Mitarbeiter nach Rundbrief freigelassen

Die Zeitung zitierte aus einem Schreiben an die mehreren hundert Knauf-Mitarbeiter im Iran, das am 21. Juli vertraulich verbreitet worden sei. Demnach heißt es darin, wer von den Knauf-Mitarbeitern im Iran künftig bei Protesten gegen die Regierung gesehen werde, werde umgehend entlassen. Alle Angestellten sollten daran denken, dass sie bei ihrer politischen Betätigung nicht nur ihre privaten Ansichten zeigten. Ihr Handeln könne auch negativ auf die Knauf-Niederlassungen im Iran zurückfallen.

Laut "Wall Street Journal" wurde der festgenommene Mitarbeiter freigelassen, nachdem Knauf sich zu dem Schreiben bereit erklärt hatte. Isabel Knauf, ein Mitglied der Gründerfamilie des Konzerns, die den Brief an die Mitarbeiter im Iran unterschrieben hatte, wollte ihrerseits nicht genauer Stellung nehmen. Sie sagte der Zeitung nur, die Lage sei "sehr kompliziert".

Knauf bemüht sich um Schadensbegrenzung

Das Auswärtige Amt in Berlin erklärte, es habe keine eigenen Erkenntnisse über den Fall. Falls Berichte über solche Einschränkung des Demonstrationsrechts durch deutsche Firmen zuträfen, werde dies sehr kritisch gesehen. "Wir würden das nicht begrüßen und nicht gutheißen", sagte ein Sprecher des Auswärtigen Amtes.

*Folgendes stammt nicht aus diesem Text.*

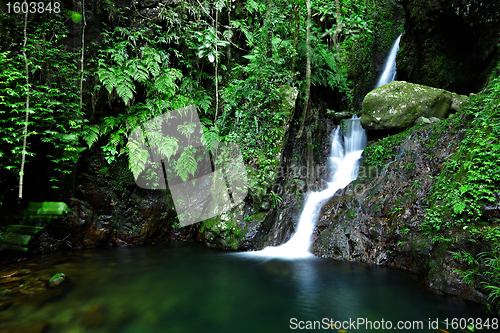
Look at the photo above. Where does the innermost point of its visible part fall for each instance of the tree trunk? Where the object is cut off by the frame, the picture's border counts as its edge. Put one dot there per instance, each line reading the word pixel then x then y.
pixel 308 69
pixel 23 158
pixel 295 40
pixel 338 26
pixel 216 66
pixel 83 55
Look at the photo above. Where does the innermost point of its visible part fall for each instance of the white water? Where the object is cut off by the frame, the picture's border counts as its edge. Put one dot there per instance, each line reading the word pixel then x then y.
pixel 343 163
pixel 389 73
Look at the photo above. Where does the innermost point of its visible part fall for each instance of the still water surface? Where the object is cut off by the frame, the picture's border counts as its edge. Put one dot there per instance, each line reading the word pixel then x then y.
pixel 184 287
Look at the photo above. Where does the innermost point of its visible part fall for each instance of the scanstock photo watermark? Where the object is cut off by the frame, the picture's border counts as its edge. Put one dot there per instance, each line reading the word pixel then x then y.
pixel 471 324
pixel 205 179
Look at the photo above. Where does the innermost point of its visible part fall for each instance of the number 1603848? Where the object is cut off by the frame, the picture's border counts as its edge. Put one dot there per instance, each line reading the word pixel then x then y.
pixel 33 7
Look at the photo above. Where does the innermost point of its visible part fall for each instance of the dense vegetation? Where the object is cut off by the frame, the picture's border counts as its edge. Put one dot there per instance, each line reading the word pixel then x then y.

Wirtschaftsverbände äußerten sich ebenfalls irritiert. Kanzlerin Angela Merkel hatte in den vergangenen Wochen das Vorgehen der iranischen Regierung gegen die Demonstrationen seit der Präsidentenwahl im Juni mehrfach öffentlich verurteilt.

Die im bayerischen Iphofen ansässige Knauf Gips KG bemühte sich um Schadensbegrenzung. Das Unternehmen, das zu den weltweit führenden Baustoffherstellern gehört, wolle politische Zurückhaltung in anderen Ländern üben. "Wir wollen nicht, dass unser Name verbunden wird mit Demonstrationen, und dass jemand als Knauf-Geschäftsführer auftritt", erklärte zunächst Jörg Schanow, Leiter der Rechts- und Personalabteilung, gegenüber Reuters. Es gehe aber nicht um die Einschränkung des persönlichen Demonstrationsrechts. In einer schriftlichen Mitteilung kündigte der geschäftsführende Gesellschafter Manfred Grundke eine Korrektur des "unglücklich formulierten" Schreibens an.